The sound of applause
The American critics are roundly praising Mank, and this is understood for several reasons: the precision with which Fincher mixes the intimate and the epic – he already did it in Zodiac – the astonishing meticulousness with which he recreates the Hollywood of the 1930s. and the look of the films that were made then, the sophistication with which it pays tribute to iconic moments of Citizen Kane without falling into mere pastiche … Unlike so many other films about the cinematographic process, Mank also stands at a distance fair, without falling into reverence or explicit satire; portrays the lack of ethics and hypocrisy of the industry but also its capacity to amaze, and wonders if it is legitimate that, to create a great work, the author agrees to betray whoever is necessary and even to the brink of death.
Despite being one of the most respected authors in American cinema, throughout his career Fincher has only obtained two Oscar nominations, both in the category of Best Director; none of them provided the statuette.
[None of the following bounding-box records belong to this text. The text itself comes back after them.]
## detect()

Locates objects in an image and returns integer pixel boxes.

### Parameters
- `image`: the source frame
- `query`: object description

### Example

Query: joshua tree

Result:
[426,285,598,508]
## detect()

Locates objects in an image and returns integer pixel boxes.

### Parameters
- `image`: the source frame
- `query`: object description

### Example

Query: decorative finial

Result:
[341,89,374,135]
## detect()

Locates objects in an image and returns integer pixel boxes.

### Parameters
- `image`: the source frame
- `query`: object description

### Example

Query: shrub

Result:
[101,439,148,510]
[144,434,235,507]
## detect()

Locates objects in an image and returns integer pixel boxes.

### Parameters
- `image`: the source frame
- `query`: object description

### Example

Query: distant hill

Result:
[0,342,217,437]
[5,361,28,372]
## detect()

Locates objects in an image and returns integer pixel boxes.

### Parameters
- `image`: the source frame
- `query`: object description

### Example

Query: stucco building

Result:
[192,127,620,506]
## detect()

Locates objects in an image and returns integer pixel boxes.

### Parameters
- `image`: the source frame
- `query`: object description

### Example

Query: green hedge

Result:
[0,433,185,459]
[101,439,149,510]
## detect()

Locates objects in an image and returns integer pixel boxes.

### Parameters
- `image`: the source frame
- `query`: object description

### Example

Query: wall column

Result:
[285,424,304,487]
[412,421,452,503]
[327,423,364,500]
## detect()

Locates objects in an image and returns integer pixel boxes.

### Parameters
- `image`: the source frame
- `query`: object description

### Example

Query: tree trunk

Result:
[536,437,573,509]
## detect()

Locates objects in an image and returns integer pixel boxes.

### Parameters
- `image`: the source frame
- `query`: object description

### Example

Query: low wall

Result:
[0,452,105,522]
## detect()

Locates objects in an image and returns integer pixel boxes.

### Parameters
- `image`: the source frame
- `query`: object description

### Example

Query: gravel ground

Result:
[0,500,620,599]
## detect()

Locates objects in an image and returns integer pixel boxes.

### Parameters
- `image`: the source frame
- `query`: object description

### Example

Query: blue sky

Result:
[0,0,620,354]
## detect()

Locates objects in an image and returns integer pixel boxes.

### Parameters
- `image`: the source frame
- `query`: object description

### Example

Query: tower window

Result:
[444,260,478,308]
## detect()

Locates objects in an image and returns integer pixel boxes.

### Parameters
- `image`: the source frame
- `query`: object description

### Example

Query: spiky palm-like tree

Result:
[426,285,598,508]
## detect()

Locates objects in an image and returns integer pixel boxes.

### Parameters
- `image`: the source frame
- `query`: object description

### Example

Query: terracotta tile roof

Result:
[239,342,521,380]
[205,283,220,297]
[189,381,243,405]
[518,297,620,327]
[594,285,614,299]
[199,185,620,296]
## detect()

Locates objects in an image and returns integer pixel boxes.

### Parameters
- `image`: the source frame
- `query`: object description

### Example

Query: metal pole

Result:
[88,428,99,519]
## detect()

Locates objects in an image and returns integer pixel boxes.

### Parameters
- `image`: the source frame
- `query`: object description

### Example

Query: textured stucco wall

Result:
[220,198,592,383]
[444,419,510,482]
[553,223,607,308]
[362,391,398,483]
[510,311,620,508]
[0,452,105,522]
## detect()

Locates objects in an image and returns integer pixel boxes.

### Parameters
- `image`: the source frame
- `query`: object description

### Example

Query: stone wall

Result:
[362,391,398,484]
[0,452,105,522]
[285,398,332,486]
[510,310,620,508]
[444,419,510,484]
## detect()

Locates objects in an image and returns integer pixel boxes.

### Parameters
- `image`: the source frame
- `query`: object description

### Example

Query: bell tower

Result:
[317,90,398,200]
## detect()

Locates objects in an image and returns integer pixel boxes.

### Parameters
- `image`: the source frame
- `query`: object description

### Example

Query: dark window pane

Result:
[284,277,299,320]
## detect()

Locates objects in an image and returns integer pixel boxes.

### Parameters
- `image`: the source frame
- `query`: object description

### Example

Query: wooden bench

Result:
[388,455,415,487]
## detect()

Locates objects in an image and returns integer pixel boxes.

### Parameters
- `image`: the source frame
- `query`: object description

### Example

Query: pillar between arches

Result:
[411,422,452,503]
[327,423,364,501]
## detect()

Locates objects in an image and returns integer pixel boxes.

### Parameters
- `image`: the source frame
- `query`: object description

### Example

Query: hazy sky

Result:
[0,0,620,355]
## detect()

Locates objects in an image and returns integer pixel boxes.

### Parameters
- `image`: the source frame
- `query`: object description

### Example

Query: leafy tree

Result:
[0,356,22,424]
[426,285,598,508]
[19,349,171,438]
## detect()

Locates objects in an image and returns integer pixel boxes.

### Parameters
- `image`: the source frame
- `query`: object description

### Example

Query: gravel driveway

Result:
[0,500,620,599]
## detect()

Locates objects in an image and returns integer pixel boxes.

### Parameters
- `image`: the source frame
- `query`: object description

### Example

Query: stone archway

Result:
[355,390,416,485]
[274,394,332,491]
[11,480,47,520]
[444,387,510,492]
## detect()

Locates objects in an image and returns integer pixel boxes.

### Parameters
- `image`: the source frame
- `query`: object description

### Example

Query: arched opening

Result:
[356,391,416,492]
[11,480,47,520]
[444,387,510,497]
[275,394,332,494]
He is considered one of the directors most mistreated by the Academy, who in 2008 ignored the Zodiac and in 2011 he left the social network without the Oscar for Best Film. It is time to make up for those injustices. And considering that Mank is perhaps his most personal film – the scriptwriter is his own father, journalist Jack Fincher, who died of cancer in 2003 – it would be nice for him if that happened on April 25.